Friday, 20 March 2015

Urgency to go nowhere

Last week for the Homeless Library, we very pleased to be joined in our session by Matt Coombes- designer, researcher, artist. He shares his observations about the session at The Wellspring Stockport here: 

Thursday 12 March

Coming from my most recent research, connecting with people who have dementia, walking into The Wellspring Stockport was a new experience. I’ve worked with difficult and sensitive subjects including grieving, menstruation and sweat but each circumstance is unique. Being a new collaborator with Arthur and Martha this was my first time to The Wellspring. I wasn’t sure what to expect or what would be expected of me, despite reassurances from Phil on the way there.

I may describe myself as an ‘empathic creative responder’ but this does not mean that walking into a new situation, involving homeless people, comes easily. When a researcher is engaging new participants there is a period of time acclimatising for the participants. When deep and rich discussions are to be facilitated there is often the same period for the researcher.
The Wellspring, Stockport

I walked in feeling self-conscious.

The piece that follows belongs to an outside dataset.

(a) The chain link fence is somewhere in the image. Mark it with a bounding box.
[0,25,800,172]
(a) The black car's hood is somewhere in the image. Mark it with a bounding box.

I can speculate that this was due to a combination of personality, being in a new environment as well as being aware of the clothes that I was wearing, the phone I have, and knowing that in some ways the guests here have less than me. I felt different to those around me. This was all despite knowing that people are people and that in almost every situation that I’ve been in I have been able to connect with people in some way.

I started by being lead by Phil and Lois. I sat with Lois while she was talking to a woman who seemed very engaged. It became clear that she was, with considerable creative flair. Once in that situation I was able to settle and involve myself in the conversation and started to make a small concertina book. This gave my hands something to do allowing me to dip in and out of conversation while being able to observe and listen to my surroundings. However, I still felt a tension or activeness in the room with lively conversations going on throughout.

When I was at the table by myself I started to look around, in the middle of making. I took my notebook and jotted down the following.

Lack of overall stillness
Without looking
Calm points
Casting of voices
Urgency to go nowhere
Breaths within a vacuum

I realised that I was comparing the situation with others involving people with dementia in which there was a general quiet with pockets of activity, conversation or engagement. I’m not implying that this is inevitable but I have experienced it. In contrast, The Wellspring, with a general buzz, conversations and interactions were very apparent. When taking the time, however, it was easy to find points of calm, someone contently eating by themselves or more subdued but intent interactions. This made me more at ease.

While becoming part of a conversation between Phil and a guest I was able to connect with him, finding parts of me that related to parts of him. You could call it empathy but it wasn’t a conscious aspiration at the time. It just felt like one human being relating to another. The value of allowing yourself to just ‘be’ in an environment can be underrated.

The Homeless Library is a project devised by arthur+martha to document the heritage of homelessness using interviews, artworks, poetry. It is supported by the Heritage Lottery Fund.